Porque ni que decir tiene que el correr del tiempo también se nota en lo jurídico, lo político y lo económico (sin ir más lejos, no rigen hoy las mismas instituciones que en la época de las monarquías absolutas); y ni que decir tiene que las decisiones jurídicas, políticas y económicas que se han tomado y se toman son solamente medios para conseguir fines: en el Estado absoluto, el bien común (que era lo que intentaban alcanzar el rey y sus funcionarios); en los regímenes liberales, la conservación de la libertad y la propiedad de los ciudadanos; en los regímenes socialistas, la desaparición de las clases sociales… y ni que decir tiene que todos estos fines también han justificado la influencia de unas naciones sobre otras en cada una de las épocas históricas.
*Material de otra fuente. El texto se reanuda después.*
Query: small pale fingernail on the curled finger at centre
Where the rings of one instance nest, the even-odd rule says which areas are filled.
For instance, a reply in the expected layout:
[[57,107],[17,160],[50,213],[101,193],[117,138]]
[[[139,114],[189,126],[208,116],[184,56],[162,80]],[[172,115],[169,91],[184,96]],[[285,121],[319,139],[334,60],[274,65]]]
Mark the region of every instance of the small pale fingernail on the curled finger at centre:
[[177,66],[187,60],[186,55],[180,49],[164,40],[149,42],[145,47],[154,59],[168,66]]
Suponemos que, al llegar a esta parte, replicarán nuestros bienintencionados interlocutores que, comoquiera que los fines mencionados han de tenerse por muchísimo más importantes y graves para la gente corriente y moliente que el de comunicarse, los medios que se emplean para alcanzarlos participan de la misma importancia. Y es cierto, aunque se olvidan de que, si los medios de que los seres humanos disponemos para comunicarnos fueran distintos de los que conocemos (porque no tuviésemos idioma, porque nuestros idiomas fueran más sencillos o porque cada pequeño pueblo hablase solo su idioma y viviese totalmente aislado de los demás), quizás no habríamos imaginado fines tan importantes y graves (y tampoco, por supuesto, los medios para alcanzarlos) .
Las cosas humanas que no pertenecen al campo de lo lingüístico se parecen demasiado a las que sí pertenecen. Conque, si para tratar de nuestro idioma nos hemos de portar como meros científicos, también lo habremos de hacer para tratar de infinitas materias más.
Infortunadamente el maestro Don Andres Bello ha probado tener la razón en todos sus juicios y temores. Nuestro idioma no sólo ha degenerado en cuestión de anglicismos, ha perdido no solamente la habilidad de crear palabras que expresen aquello que podría expresarse en un neologismo español sino que por decreto de la Real Academia de la Lengua se ha reducido pues toda aquella palabra que había dejado de usarse, por algún tiempo, fue eliminada en vez de enseñar su uso apropiado, prefirieron posiblemente algún extranjerismo en su lugar, añádase a esto, la proliferación de palabras usadas pérfidamente en acepciones las más de las veces absurdas con no otro afán que insultar.